肩を力なく叩いてくる手を抑えると、しばらく振りほどこうと入っていた力が抜けていき、時折、喉で詰まった吐息を漏らすのみでされるがままになる。
口中に溢れ出した、どちらのものとも分からない唾液を吞み下し、唇をペロリと舐めて離すと、マヒロが閉じた目尻に涙を滲ませて、忙しなく息を吐いた。
「も、、な……すんだ、よぉ」
「今のは完全にお前が悪いだろ?あまり、俺を煽ってくれるな」
「はっ⁈意味、分かん……ひあっ!?」
服の合わせを開き、胸元に手を這わせた瞬間、マヒロが体を跳ね上げた。
薄く頼りない体だが、肌は驚くほど肌理細かく滑らかで、まるで手に吸い付くかと思うほどの極上の手触りだ。

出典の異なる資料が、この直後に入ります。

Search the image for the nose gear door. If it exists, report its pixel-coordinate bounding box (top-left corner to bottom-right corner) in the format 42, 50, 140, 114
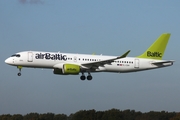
27, 52, 33, 62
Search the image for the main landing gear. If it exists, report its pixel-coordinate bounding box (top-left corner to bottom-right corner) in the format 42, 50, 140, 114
17, 66, 22, 76
80, 72, 92, 80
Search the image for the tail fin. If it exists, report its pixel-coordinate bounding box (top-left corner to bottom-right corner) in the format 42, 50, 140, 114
137, 33, 171, 60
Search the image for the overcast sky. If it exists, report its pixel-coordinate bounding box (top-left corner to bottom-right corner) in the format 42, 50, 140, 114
0, 0, 180, 115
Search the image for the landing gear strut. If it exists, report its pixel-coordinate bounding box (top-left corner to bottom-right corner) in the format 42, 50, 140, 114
17, 66, 22, 76
80, 72, 92, 80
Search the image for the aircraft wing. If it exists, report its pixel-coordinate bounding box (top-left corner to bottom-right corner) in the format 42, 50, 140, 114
81, 50, 130, 68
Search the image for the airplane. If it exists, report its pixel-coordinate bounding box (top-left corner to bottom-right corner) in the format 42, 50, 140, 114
5, 33, 174, 80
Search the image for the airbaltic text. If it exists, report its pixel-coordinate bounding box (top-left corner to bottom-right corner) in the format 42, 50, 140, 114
35, 53, 67, 61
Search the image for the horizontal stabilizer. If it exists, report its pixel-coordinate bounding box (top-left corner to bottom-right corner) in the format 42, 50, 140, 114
151, 60, 175, 65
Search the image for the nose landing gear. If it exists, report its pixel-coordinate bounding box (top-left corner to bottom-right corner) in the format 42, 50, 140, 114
17, 66, 22, 76
80, 72, 92, 80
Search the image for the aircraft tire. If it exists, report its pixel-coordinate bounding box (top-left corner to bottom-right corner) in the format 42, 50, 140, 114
80, 75, 86, 80
17, 73, 21, 76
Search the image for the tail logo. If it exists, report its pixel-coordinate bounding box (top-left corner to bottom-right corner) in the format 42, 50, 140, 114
147, 51, 162, 58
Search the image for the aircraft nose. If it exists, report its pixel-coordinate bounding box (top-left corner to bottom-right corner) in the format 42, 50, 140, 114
4, 58, 12, 64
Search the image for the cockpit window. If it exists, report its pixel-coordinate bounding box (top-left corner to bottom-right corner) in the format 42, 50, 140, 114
11, 54, 21, 57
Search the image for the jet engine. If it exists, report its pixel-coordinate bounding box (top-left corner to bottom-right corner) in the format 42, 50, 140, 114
53, 64, 81, 75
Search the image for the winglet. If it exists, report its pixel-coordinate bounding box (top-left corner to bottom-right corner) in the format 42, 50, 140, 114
117, 50, 130, 59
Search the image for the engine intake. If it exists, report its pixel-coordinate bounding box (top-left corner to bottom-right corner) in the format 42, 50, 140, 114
53, 64, 80, 75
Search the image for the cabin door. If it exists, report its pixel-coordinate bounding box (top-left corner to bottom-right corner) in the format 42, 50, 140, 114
28, 52, 33, 62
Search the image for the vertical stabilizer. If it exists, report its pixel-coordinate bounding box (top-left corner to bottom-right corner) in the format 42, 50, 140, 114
137, 33, 171, 60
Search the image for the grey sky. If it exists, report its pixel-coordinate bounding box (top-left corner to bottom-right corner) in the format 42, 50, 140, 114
0, 0, 180, 114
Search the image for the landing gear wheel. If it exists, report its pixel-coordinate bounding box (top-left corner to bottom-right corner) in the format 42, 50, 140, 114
80, 75, 86, 80
17, 73, 21, 76
87, 75, 92, 80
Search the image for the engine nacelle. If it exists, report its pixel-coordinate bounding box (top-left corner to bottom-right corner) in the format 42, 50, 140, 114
53, 64, 80, 75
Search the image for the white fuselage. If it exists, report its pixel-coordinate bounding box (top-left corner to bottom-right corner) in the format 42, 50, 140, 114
5, 51, 172, 73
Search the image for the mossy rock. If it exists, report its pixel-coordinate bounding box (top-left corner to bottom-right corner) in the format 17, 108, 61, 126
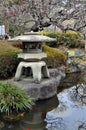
43, 45, 66, 68
0, 40, 66, 79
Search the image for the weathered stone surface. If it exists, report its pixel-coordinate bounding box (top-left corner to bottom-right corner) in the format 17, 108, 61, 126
7, 67, 65, 100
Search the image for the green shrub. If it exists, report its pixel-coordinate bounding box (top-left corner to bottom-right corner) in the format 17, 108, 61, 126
43, 45, 66, 68
41, 31, 81, 47
0, 82, 33, 115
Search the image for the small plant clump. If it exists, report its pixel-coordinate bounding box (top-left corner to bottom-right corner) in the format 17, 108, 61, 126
0, 82, 33, 115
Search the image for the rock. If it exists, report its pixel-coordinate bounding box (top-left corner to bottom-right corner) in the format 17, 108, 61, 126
4, 67, 65, 100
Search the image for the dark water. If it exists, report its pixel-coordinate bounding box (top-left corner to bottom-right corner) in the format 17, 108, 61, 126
1, 96, 58, 130
0, 71, 86, 130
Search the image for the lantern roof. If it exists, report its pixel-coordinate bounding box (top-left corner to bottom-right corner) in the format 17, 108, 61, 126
9, 32, 56, 42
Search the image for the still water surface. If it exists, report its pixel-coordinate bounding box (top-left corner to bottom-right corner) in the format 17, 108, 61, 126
0, 71, 86, 130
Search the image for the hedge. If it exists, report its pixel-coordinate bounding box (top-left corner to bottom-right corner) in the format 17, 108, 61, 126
41, 31, 82, 47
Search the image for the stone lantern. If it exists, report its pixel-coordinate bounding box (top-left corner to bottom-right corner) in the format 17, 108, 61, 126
10, 32, 56, 82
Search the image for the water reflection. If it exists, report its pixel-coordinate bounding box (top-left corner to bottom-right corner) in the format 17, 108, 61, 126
45, 84, 86, 130
1, 96, 58, 130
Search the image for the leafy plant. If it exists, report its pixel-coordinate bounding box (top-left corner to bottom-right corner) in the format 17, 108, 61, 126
41, 31, 82, 48
0, 82, 33, 115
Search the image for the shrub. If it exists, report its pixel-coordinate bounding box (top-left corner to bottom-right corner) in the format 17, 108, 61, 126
41, 31, 81, 47
0, 82, 33, 115
43, 45, 66, 68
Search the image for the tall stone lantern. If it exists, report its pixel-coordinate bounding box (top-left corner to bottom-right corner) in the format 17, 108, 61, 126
10, 32, 56, 82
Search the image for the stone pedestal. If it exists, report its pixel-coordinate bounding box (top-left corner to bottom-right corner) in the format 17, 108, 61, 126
14, 61, 50, 82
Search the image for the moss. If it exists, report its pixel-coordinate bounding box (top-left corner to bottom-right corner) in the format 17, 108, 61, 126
0, 41, 66, 79
43, 45, 66, 68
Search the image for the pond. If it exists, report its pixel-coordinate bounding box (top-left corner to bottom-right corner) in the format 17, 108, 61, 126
0, 70, 86, 130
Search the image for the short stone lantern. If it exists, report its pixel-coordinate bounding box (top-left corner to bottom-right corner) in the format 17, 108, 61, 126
10, 32, 56, 82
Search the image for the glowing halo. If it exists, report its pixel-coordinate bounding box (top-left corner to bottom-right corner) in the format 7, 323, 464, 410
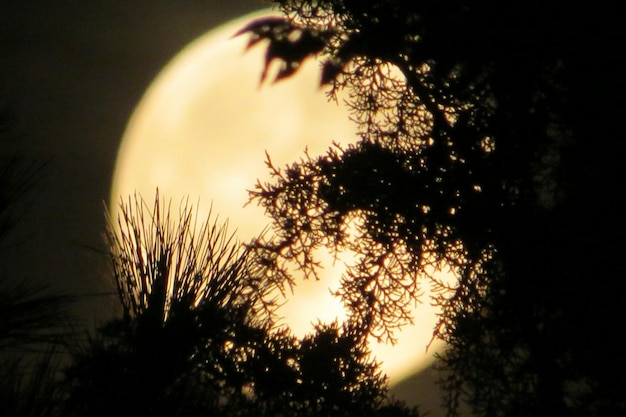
111, 8, 442, 384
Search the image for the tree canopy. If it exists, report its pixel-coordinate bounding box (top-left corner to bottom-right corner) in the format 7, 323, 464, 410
236, 0, 626, 415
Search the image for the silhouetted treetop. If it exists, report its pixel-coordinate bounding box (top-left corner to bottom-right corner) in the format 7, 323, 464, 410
239, 0, 626, 415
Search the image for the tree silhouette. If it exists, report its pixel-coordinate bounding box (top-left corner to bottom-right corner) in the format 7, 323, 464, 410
236, 0, 626, 416
0, 108, 75, 417
63, 193, 417, 416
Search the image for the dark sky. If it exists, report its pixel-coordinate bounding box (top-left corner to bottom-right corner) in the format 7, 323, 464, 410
0, 0, 438, 405
0, 0, 269, 321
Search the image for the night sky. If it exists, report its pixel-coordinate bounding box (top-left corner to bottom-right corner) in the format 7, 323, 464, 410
0, 0, 270, 323
0, 0, 438, 410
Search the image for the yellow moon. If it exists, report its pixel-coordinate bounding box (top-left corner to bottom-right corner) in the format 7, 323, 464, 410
111, 12, 441, 385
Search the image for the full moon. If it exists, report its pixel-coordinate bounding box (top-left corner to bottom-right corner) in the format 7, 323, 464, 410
110, 12, 443, 385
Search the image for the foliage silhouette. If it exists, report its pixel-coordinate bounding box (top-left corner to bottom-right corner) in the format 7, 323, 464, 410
63, 193, 417, 416
238, 0, 626, 416
0, 108, 75, 417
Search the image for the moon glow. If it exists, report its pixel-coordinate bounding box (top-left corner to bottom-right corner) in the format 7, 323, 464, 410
111, 9, 442, 384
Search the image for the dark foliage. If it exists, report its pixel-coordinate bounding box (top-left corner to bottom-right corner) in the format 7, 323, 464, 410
0, 108, 75, 417
63, 196, 417, 417
236, 0, 626, 416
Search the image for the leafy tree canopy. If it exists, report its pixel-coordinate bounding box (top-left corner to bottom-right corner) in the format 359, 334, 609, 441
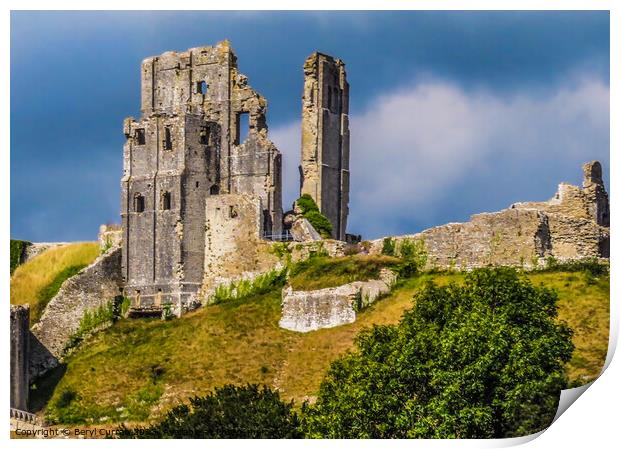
302, 268, 573, 438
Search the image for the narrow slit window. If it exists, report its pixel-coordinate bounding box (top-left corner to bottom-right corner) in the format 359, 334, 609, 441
161, 192, 172, 210
136, 128, 146, 145
235, 112, 250, 145
327, 86, 332, 110
200, 126, 209, 145
196, 81, 209, 95
164, 126, 172, 151
133, 193, 144, 213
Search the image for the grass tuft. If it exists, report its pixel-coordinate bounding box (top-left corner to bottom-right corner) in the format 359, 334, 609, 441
11, 242, 99, 323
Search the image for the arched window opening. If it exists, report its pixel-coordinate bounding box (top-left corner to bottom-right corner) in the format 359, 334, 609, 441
133, 193, 144, 213
196, 81, 209, 95
164, 126, 172, 151
161, 192, 172, 210
136, 128, 146, 145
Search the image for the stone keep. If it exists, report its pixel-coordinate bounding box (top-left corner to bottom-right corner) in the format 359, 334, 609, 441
121, 41, 282, 313
300, 53, 349, 240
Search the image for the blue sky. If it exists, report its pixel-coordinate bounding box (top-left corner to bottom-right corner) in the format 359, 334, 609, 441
11, 11, 609, 241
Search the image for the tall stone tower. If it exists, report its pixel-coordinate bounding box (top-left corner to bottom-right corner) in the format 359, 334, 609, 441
300, 52, 349, 240
121, 41, 282, 313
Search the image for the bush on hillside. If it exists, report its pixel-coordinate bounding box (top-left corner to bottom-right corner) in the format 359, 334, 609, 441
302, 268, 573, 438
295, 193, 332, 238
117, 384, 301, 438
11, 240, 32, 274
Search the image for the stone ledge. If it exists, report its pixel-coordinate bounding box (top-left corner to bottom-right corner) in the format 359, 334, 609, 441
279, 269, 396, 332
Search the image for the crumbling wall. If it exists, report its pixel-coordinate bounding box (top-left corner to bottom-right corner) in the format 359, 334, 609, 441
97, 224, 123, 250
300, 53, 349, 240
200, 194, 280, 298
30, 247, 122, 378
10, 304, 30, 411
280, 269, 396, 332
370, 162, 609, 269
121, 41, 282, 310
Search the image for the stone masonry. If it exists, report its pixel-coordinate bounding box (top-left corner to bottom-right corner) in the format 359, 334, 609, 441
121, 41, 282, 313
370, 161, 609, 269
300, 53, 349, 240
280, 269, 396, 332
11, 305, 30, 411
29, 246, 122, 378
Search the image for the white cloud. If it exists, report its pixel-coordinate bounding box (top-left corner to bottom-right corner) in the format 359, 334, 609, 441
270, 80, 609, 237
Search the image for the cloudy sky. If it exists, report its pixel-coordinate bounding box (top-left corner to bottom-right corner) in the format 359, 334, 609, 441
11, 11, 609, 241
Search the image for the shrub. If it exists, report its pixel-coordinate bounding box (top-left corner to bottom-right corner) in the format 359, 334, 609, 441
11, 240, 32, 274
295, 193, 332, 238
295, 193, 319, 215
117, 384, 301, 438
397, 239, 427, 278
381, 237, 396, 256
304, 210, 332, 239
302, 268, 573, 438
207, 267, 288, 304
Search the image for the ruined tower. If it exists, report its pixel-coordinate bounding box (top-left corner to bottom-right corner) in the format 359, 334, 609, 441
121, 41, 282, 313
300, 52, 349, 240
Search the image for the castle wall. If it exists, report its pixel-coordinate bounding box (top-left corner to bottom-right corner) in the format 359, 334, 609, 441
121, 41, 282, 311
279, 269, 396, 332
301, 53, 349, 240
29, 247, 122, 378
201, 194, 279, 296
10, 305, 30, 411
370, 162, 609, 269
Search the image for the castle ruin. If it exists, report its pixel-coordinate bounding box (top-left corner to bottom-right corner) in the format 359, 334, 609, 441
299, 53, 349, 240
121, 41, 349, 313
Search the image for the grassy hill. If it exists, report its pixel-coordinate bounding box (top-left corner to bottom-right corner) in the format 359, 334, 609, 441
11, 242, 99, 325
33, 258, 609, 424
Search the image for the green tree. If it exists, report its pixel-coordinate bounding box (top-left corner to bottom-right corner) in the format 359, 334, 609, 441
117, 385, 301, 438
302, 268, 573, 438
295, 193, 332, 238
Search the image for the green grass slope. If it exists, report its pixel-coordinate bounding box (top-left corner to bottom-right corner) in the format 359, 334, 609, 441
40, 272, 609, 424
11, 242, 99, 325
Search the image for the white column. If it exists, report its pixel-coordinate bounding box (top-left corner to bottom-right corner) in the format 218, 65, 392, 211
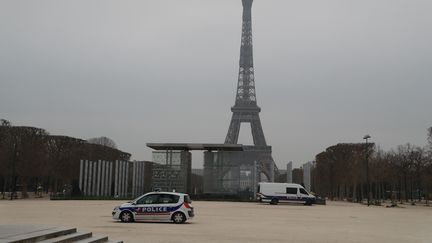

胸の中心で小さく主張する尖りには敢えて触れず、周りの肌をやんわりと揉みながら撫でさする。
触れて貰えない事で焦れた肌が熱を持ち、無意識にヒクつく腰が微かに揺れる。
「はっ、、…!も、カ、、ザー、は、や……」
「うん?どうした?」
「ど、した……じゃね、だろッ!」
決定的な刺激は与えず、時折、際どい箇所を撫でると、マヒロが声を上擦らせて体を震わせた。
無意識に甘さを含む声は、だが、素直に強請れず不規則に揺れる。
あまり焦らすと、本気で怒るか拗ねて始末に負えなくなる可能性があり、望み通りにやんわりと震える尖りに指を這わせた。
「い、あぁっッ、!ん、ぁ、、や!」
クニクニと、柔らかだったそれが芯を持ち、固く尖る。指で転がすように弄った後、ピンと弾くと、マヒロの足先が丸まって伸びてを繰り返した。
じっとしてられないほど感じている様に、笑みが溢れた。今まで相手にしてきた者たちには感じた事もない、得も言われぬ充足感。
たったこれだけの刺激に喘ぐマヒロの体が、本人の言葉通り、まったく真っ新だという事実を確証でき、頭が沸騰しそうなくらいに興奮していた。
敏感に敏感すぎる体を、ともすれば滅茶苦茶にしてしまいたい欲望を抑えるのが至難の業だ。
一度、昂ぶった気を鎮めるため息を吐く。
マヒロは初めて。俺の欲望のままに抱けば傷付くのは必至。本人にも言ったように、今日は触れるだけ。マヒロが気持ちいいと感じる事しかしない。痛みを与えるなど以ての外だ。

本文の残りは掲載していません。